Gd G. de Russie : Il est peu probable que cette cérémonie puisse résoudre tous les problèmes qui
existent actuellement entre nos deux pays. Mais elle est sans aucun doute un geste de bonne
volonté très important. C’est le témoignage que la Russie et la France se respectent mutuellement
et qu’en honorant la mémoire des soldats des deux armées, nous sommes capables de pardonner.
C’est une cérémonie qui sera marquante et bien qu’elle nous renvoie à notre passé commun, elle
aura indubitablement un effet bénéfique sur les relations politiques entre nos deux pays.
Frédéric de Natal : Que représente pour vous cette découverte des restes ? En quoi est-ce
important pour la France que le général Gudin soit inhumé à l’Hôtel des Invalides ?

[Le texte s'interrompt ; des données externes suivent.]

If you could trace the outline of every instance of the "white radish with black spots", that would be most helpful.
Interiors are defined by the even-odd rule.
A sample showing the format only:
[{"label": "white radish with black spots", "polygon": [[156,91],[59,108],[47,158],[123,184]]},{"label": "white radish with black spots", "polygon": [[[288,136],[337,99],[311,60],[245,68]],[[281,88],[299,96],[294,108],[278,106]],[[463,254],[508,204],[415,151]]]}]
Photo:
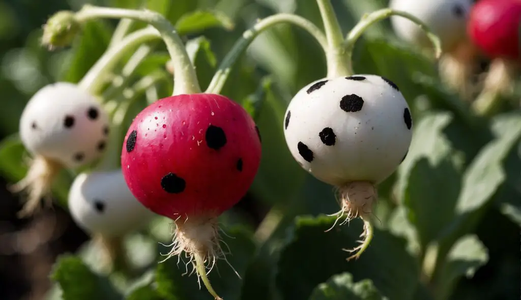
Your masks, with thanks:
[{"label": "white radish with black spots", "polygon": [[20,136],[26,148],[34,156],[68,168],[99,158],[108,131],[108,117],[96,98],[67,82],[37,92],[20,119]]},{"label": "white radish with black spots", "polygon": [[[452,50],[466,36],[472,0],[391,0],[389,7],[408,12],[425,22],[441,41],[445,51]],[[430,46],[425,32],[418,24],[402,17],[393,16],[391,21],[396,35],[421,47]]]},{"label": "white radish with black spots", "polygon": [[155,216],[132,194],[120,169],[78,175],[69,192],[68,205],[78,226],[106,238],[121,237]]},{"label": "white radish with black spots", "polygon": [[412,138],[402,93],[375,75],[308,84],[292,99],[284,125],[297,161],[318,179],[338,186],[383,181],[403,160]]},{"label": "white radish with black spots", "polygon": [[27,174],[11,188],[28,194],[19,215],[23,217],[34,213],[42,197],[50,199],[51,186],[61,169],[76,168],[101,156],[108,138],[108,116],[88,92],[72,83],[57,82],[29,101],[19,132],[32,156]]},{"label": "white radish with black spots", "polygon": [[381,76],[322,79],[293,97],[283,123],[295,159],[337,187],[342,206],[333,215],[337,220],[364,220],[361,244],[345,250],[355,252],[348,260],[359,257],[373,237],[368,216],[378,198],[376,186],[394,172],[411,144],[407,102],[396,84]]}]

P. J. Murat : La découverte de ces corps nous a donnée l’occasion de pouvoir les inhumer avec les
honneurs militaires et sous la bénédiction des rites orthodoxe et catholique. C’est exceptionnel de
pouvoir rendre des honneurs conjoints aux soldats français et russes morts pour leur patrie
respective et de les enterrer côte-à-côte en présence du Grand-duc de Russie et des représentants
officiels de l’armée française. Ces hommes se sont sacrifiés pour leurs pays, c’était notre Devoir
d’être présents et une émotion immense de leur rendre hommage et de les enterrer dignement.

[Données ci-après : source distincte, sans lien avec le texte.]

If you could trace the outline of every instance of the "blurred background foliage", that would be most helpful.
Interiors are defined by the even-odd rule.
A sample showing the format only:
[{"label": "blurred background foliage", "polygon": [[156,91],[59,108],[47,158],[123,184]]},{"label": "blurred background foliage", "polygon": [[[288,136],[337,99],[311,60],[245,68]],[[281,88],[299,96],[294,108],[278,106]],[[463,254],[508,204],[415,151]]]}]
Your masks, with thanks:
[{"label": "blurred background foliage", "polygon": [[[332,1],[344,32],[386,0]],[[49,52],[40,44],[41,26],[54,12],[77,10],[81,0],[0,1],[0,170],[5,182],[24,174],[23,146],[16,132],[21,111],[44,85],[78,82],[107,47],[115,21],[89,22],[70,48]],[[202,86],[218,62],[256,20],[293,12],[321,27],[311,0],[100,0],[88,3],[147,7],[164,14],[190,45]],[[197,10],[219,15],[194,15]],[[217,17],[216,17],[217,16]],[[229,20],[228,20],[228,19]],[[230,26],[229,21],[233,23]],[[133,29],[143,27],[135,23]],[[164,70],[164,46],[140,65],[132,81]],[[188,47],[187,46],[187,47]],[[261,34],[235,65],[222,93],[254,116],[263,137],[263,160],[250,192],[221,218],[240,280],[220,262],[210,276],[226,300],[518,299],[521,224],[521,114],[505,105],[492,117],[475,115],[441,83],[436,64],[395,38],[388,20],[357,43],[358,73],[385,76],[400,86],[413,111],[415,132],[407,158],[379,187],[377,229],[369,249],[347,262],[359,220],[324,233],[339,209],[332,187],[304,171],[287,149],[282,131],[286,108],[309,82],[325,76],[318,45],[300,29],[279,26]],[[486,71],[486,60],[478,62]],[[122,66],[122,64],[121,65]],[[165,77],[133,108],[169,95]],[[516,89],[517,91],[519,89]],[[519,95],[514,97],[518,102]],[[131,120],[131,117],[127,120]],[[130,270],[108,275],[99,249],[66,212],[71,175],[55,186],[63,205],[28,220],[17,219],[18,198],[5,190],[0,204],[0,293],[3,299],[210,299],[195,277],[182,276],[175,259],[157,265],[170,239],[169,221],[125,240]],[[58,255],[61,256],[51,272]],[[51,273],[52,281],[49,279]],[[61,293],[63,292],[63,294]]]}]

Frédéric de Natal : Ironiquement, un mystère entoure les morts de Napoléon Ier et d’Alexandre
Ier, décédés à 4 ans d’intervalle l’un de l’autre. Napoléon meurt à Sainte-Hélène en 1821 ; on dit
que qu’il a été empoisonné et que le corps reposant au centre des Invalides ne serait pas le sien.
Alexandre Ier est mort en 1825 durant un voyage ; mais on dit qu’il aurait fini sa vie en ermite, que
son cercueil actuel est toujours vide, et que ses restes n’ont jamais été retrouvés. Quels sont vos
points de vue respectifs sur ces mystères entourant ces deux souverains ?
Gd G. de Russie : Je pense que ce ne sont que des légendes comme toutes celles qui entourent
les grands personnages de l’Histoire. Je ne pense pas qu’il soit important de savoir où se trouvent
les restes d’Alexandre Ier et de Napoléon Bonaparte. Ce qui importe, c’est le souvenir que nous
gardons d’eux et les leçons que nous avons appris de leurs victoires et de leurs réalisations, d’une
part, et de leurs défaites et de leurs erreurs, d’autre part.
P. J. Murat : Napoléon est-il vraiment aux Invalides ? Ce débat est souvent relancé. Ma
conviction est qu’il est bien dans le catafalque et qu’au fond ce n’est effectivement pas l’essentiel.
Pour moi ce tombeau est moins un monument à l’Empereur qu’un monument aux morts pour la
France et à la gloire de nos Armées.